I just can't think about anything or anybody and I cant sleep,I can't breathe, I cant eat, and I love you, I love you all the time every minute of every day and I and I love you.. Oh god that feels so good to say that and I feel so much better, I love you Mark..

p/s: this is fun -writing down the dialogue from the movie clip. heeeeee



-Kausy
-Still thinking whether I should watch last episode of season8
if i do, its really gonna break my heart :(
Helooooooooooo to those who reads my blog :)

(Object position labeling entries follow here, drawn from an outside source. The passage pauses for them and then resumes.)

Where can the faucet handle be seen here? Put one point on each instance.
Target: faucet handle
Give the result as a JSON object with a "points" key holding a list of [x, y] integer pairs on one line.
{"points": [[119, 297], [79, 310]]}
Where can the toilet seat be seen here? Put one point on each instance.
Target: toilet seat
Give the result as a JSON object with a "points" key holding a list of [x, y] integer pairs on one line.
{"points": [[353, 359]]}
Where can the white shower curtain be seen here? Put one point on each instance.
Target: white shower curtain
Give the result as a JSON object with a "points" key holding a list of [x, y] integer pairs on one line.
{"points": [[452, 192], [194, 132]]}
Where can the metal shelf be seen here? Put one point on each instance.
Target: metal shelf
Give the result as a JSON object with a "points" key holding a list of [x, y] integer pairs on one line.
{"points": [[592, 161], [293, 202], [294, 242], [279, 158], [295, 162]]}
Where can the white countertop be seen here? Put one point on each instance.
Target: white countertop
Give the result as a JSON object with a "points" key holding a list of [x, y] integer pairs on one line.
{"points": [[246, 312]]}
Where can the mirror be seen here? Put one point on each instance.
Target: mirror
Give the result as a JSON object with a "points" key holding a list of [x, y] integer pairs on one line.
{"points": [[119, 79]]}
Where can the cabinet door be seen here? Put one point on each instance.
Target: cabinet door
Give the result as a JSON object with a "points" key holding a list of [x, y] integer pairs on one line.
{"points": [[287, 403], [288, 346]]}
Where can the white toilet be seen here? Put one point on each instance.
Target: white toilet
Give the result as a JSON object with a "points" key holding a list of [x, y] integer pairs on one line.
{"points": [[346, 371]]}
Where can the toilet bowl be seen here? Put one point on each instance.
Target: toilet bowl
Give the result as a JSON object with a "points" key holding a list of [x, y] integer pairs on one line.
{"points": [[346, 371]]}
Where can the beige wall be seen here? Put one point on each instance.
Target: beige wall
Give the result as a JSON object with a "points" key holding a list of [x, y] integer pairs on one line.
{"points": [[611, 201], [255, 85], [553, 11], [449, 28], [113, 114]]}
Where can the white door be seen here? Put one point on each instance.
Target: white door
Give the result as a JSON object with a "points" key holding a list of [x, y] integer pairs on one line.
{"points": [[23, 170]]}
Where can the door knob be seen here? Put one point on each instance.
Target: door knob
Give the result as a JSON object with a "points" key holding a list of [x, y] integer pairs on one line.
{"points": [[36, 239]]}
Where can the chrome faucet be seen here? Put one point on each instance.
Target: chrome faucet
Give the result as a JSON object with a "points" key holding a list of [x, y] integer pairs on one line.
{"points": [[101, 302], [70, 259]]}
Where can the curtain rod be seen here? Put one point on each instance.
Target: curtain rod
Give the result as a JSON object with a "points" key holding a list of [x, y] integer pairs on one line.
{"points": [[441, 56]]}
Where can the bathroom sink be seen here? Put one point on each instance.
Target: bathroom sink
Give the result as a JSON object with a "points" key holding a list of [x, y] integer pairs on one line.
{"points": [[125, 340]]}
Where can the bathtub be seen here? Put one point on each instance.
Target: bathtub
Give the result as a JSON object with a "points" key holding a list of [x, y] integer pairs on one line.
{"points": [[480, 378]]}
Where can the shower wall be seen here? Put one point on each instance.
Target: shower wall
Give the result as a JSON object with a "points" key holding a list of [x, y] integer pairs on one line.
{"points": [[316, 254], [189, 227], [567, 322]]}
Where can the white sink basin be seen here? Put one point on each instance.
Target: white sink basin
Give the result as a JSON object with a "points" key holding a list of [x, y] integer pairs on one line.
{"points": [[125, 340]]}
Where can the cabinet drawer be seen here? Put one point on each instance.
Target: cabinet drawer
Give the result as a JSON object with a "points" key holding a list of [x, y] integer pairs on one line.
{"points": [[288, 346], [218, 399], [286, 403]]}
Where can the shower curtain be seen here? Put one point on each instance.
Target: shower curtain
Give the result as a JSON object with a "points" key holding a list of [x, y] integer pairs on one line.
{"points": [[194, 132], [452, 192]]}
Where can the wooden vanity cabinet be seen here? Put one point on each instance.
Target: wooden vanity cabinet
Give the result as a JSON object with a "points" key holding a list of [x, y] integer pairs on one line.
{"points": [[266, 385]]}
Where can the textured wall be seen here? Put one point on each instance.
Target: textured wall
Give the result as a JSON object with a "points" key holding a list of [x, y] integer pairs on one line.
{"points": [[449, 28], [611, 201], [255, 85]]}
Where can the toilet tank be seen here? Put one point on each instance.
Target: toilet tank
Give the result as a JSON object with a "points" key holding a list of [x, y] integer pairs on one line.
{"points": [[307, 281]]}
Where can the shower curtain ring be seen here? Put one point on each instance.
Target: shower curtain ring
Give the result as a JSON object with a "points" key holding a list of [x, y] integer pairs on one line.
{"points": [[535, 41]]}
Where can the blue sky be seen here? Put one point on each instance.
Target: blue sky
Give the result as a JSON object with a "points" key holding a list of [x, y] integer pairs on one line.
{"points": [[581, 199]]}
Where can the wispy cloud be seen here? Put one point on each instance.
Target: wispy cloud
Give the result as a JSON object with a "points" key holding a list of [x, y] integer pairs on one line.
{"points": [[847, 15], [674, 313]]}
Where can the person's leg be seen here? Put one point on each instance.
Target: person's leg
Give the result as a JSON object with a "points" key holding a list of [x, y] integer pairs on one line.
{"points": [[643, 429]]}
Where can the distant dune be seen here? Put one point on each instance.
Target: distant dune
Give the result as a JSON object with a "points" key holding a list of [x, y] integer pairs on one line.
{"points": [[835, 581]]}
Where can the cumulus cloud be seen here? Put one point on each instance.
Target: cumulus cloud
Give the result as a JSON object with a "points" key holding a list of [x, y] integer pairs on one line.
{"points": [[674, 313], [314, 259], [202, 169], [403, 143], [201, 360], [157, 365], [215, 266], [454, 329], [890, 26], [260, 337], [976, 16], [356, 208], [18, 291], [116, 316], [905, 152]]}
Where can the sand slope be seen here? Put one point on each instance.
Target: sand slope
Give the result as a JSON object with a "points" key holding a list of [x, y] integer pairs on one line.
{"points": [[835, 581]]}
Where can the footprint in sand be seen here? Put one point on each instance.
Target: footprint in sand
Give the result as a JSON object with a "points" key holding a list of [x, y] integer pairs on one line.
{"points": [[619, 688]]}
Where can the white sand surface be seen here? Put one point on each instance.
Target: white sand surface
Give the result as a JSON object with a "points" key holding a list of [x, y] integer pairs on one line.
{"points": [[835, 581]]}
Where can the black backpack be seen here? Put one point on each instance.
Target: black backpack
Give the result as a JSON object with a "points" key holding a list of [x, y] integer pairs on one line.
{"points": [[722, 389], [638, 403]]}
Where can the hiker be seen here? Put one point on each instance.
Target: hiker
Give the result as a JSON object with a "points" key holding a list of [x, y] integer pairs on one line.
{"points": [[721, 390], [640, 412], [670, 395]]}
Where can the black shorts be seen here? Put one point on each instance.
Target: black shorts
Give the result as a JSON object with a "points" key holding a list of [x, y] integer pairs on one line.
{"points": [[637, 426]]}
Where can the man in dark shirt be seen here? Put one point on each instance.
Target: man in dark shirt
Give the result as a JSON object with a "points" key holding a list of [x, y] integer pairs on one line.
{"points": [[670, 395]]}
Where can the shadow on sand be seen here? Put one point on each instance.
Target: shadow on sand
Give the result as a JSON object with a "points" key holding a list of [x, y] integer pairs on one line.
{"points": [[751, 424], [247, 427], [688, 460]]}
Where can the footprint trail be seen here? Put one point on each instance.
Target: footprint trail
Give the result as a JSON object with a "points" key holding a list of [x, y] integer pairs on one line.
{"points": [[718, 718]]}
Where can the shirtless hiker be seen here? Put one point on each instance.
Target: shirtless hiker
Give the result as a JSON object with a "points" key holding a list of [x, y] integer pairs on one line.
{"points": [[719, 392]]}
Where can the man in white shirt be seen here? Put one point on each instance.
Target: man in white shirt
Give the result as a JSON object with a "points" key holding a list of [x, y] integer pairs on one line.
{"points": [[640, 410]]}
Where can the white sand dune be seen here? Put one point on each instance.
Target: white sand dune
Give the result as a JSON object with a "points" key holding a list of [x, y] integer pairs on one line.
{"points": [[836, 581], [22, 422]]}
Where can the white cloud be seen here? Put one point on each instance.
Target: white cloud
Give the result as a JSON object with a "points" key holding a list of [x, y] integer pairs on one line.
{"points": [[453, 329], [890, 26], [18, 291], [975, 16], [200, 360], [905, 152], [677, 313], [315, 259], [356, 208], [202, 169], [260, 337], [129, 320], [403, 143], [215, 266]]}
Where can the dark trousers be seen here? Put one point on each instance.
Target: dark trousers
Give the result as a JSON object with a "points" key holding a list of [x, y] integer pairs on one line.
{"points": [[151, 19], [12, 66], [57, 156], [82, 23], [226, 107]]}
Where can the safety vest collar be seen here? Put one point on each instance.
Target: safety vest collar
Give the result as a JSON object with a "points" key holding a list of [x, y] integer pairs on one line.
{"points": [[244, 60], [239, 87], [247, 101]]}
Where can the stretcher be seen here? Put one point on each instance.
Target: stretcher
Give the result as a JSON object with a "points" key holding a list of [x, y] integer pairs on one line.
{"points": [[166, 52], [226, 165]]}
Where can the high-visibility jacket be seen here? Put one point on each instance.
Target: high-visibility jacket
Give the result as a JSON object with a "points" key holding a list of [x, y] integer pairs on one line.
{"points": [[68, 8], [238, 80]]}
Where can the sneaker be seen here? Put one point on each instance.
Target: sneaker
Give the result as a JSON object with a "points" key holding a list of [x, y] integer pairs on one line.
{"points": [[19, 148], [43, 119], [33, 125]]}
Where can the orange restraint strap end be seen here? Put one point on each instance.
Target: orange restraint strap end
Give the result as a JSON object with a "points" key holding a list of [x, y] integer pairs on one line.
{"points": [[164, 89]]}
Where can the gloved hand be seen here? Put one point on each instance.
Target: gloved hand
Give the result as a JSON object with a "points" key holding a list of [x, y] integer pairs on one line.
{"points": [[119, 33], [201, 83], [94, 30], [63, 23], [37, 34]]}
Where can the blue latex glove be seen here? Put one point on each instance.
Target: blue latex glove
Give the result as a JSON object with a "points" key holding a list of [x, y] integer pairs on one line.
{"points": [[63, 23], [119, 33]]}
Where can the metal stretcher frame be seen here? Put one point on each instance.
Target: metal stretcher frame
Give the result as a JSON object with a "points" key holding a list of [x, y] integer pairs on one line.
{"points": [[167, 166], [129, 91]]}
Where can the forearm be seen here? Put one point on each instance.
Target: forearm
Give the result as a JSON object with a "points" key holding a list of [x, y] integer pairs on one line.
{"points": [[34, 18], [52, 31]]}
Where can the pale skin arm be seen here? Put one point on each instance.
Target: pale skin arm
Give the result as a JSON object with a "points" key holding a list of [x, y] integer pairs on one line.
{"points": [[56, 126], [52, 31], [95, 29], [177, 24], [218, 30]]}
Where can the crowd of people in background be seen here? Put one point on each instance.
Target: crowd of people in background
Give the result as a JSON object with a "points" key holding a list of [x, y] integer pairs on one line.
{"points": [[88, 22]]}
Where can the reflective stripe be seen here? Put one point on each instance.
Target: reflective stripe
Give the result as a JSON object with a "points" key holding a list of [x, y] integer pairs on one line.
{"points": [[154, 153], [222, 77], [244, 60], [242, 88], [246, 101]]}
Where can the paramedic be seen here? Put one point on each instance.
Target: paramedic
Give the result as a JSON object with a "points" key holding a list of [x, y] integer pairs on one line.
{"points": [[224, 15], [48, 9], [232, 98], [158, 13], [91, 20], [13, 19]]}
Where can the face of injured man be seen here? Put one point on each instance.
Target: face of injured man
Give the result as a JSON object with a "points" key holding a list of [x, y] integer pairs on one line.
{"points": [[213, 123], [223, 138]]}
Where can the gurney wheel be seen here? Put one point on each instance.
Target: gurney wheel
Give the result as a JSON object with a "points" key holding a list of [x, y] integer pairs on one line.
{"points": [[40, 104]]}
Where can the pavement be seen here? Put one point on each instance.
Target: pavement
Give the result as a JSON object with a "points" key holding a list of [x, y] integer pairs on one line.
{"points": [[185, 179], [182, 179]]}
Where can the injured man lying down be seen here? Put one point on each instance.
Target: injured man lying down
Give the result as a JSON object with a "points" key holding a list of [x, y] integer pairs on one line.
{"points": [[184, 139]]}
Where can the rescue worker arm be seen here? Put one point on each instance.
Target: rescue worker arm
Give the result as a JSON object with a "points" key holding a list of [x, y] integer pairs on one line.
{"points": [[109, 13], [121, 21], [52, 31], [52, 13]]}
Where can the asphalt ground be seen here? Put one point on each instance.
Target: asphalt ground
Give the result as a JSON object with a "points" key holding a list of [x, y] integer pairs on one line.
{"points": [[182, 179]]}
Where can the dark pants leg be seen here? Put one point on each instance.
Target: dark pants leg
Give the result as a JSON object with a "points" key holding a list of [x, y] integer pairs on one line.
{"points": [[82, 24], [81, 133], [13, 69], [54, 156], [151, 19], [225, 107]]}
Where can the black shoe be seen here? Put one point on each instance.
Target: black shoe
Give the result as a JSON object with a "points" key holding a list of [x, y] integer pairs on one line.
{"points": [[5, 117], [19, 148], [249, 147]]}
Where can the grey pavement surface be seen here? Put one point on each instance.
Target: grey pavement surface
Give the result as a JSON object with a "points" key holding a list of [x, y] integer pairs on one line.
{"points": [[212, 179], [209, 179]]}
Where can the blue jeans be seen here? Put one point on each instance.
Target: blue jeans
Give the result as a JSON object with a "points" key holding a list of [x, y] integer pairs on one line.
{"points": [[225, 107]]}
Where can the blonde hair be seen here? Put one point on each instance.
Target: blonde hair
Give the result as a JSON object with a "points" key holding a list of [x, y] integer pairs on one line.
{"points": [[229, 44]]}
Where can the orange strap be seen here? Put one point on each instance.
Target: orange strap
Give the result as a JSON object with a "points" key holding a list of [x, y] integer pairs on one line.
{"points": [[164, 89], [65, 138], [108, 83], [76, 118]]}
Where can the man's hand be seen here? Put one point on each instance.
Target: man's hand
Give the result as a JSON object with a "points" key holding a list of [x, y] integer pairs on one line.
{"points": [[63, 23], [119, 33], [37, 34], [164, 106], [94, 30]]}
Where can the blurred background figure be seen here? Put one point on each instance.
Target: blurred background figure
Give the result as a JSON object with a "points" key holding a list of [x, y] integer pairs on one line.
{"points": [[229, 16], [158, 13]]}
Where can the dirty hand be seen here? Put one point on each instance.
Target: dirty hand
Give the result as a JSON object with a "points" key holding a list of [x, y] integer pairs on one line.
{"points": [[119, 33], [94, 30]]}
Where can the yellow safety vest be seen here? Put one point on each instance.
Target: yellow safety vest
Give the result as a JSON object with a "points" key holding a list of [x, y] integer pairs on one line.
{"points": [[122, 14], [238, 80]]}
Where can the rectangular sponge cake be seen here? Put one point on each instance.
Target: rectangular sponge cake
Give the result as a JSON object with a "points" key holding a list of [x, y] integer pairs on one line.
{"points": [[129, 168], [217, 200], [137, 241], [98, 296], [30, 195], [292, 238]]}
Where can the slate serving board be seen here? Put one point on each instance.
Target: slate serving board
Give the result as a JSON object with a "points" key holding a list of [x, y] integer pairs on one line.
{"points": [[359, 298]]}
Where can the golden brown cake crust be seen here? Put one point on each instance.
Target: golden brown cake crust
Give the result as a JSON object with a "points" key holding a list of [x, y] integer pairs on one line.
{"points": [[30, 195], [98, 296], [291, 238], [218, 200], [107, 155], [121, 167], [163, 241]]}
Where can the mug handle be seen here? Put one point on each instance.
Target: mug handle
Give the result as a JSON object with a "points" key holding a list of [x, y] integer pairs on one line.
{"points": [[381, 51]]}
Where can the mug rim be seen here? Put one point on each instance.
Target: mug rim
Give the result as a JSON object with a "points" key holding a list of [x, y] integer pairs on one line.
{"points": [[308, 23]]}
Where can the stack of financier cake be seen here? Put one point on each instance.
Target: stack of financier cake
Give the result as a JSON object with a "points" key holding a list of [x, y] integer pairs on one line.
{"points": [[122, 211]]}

 GOOD NEWS :) I passed my last semester but with not very satisfying results.Well UTAR is full with surprises and Everyone knows that. #LOL
So yeah, am in Year3 semester 1 now and taking 5 subjects this semester ( Microbiology, Neurobiology, Virology, Clinical Biochemistry and IPC), freaking packed with classes every single day. Talking about time I think 24hrs is not enough!! It should be 48hours a day-this would be nice. Sadly its all early morning classes which makes me look like a zombie every freaking morning.. So far 2weeks had passed and nxt week is week 3 and I still have 3 lab reports to do..nope, I am not going to complaint as I LOVE TO DO REPORTS ( creating positive thinking) hahahaha.. Well anyways I think I won't be updating my blog much but Still I hope I'll update at least twice in this month :))


-Kausy
-weekends in IPOH  with parents  <3

May 10, 2012

I am not afraid of you anymore!



One of the best motivating piece that I follow :

"Behind me is infinite power, before me is endless possibility,

around me is boundless opportunity. Strength is mental,

physical and spiritual"




-Kausy
-the war between me and finals came to an end today.